Folks:

Being new to the use of gmail, I accidentally sent the following only
to MvL and not to the list.  He promptly replied with a helpful
counterexample showing that my design can suffer collisions.  :-)

Regards,

Zooko


On Fri, May 1, 2009 at 10:38 AM, "Martin v. Löwis" <mar...@v.loewis.de> wrote:
>>
>> Requirement: either the unicode string or the bytes are faithfully
>> transmitted from one system to another.
>
> I don't understand this requirement very well, in particular not
> the "faithfully" part.
>
>> That is: if you read a filename from the filesystem, and transmit that
>> filename to another system and use it, then there are two cases:
>
> What do you mean by "use it"? Things like opening files? How does
> that work? In general, a file name valid on one system is invalid
> on a different system - or, at least, refers to a different file
> over there. This is independent of encodings.
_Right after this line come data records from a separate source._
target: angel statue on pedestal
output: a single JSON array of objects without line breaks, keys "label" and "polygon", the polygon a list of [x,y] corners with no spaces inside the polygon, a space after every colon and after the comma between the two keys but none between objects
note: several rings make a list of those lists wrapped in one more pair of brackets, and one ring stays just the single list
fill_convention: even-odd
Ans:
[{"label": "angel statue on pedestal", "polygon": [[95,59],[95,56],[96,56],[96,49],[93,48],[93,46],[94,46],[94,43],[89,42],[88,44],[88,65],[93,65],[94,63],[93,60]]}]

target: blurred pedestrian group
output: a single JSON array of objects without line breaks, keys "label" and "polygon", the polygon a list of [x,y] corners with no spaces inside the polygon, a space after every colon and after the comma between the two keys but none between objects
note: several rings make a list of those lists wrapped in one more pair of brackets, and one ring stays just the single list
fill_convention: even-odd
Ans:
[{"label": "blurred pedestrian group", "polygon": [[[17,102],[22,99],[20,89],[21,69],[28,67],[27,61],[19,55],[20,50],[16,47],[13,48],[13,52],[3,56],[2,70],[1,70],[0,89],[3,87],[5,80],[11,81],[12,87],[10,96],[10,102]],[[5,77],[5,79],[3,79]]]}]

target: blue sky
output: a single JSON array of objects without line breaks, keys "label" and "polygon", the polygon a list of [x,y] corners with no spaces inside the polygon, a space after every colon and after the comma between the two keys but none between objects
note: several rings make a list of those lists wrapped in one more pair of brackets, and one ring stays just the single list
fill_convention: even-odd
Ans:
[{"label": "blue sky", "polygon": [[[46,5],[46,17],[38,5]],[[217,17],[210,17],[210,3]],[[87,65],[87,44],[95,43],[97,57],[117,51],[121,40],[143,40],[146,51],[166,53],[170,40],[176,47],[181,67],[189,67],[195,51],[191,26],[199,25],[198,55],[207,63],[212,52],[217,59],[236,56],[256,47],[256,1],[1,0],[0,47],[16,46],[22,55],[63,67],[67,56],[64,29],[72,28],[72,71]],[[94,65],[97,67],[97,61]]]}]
Tahoe is a backup and filesharing program, so you might for example,
execute "tahoe cp -r Motörhead tahoe:" to copy all the contents of
your "Motörhead" directory to your Tahoe filesystem.  Later you or a
friend, might execute "tahoe cp -r tahoe:Motörhead ." to copy
everything from that directory within your Tahoe filesystem to your
local filesystem.  So in this case the flow of information is
local_system_1 -> Tahoe -> local_system_2.

The Requirement 1 is that for each filename encountered which is a
valid encoding in local_system_1, then the resulting (unicode) name is
transmitted through the Tahoe filesystem and then written out into
local_system_2 in the expected way (i.e. just by using the Python
unicode APIs and passing the unicode object to them).

Requirement 2 is that for each filename encountered which is not a
valid encoding in local_system_1, then the original bytes are
transmitted through the Tahoe filesystem and then, if the target
system is a byte-oriented system such as Linux, the original bytes are
written into the target filesystem.  (If the target is not Linux then
mojibake! but we don't have to go into that now.)

Does that make sense?

> In all your descriptions, I'm puzzled as to where exactly you get
> the source bytes from. If you use the PEP 383 interfaces, you will
> start with character strings, not byte strings, always.

On Mac and Windows, we use the Python unicode APIs e.g.
os.listdir(u"Motörhead").  On Linux and Solaris, we use the Python
bytestring APIs e.g.
os.listdir("Motörhead".encode(sys.getfilesystemencoding())).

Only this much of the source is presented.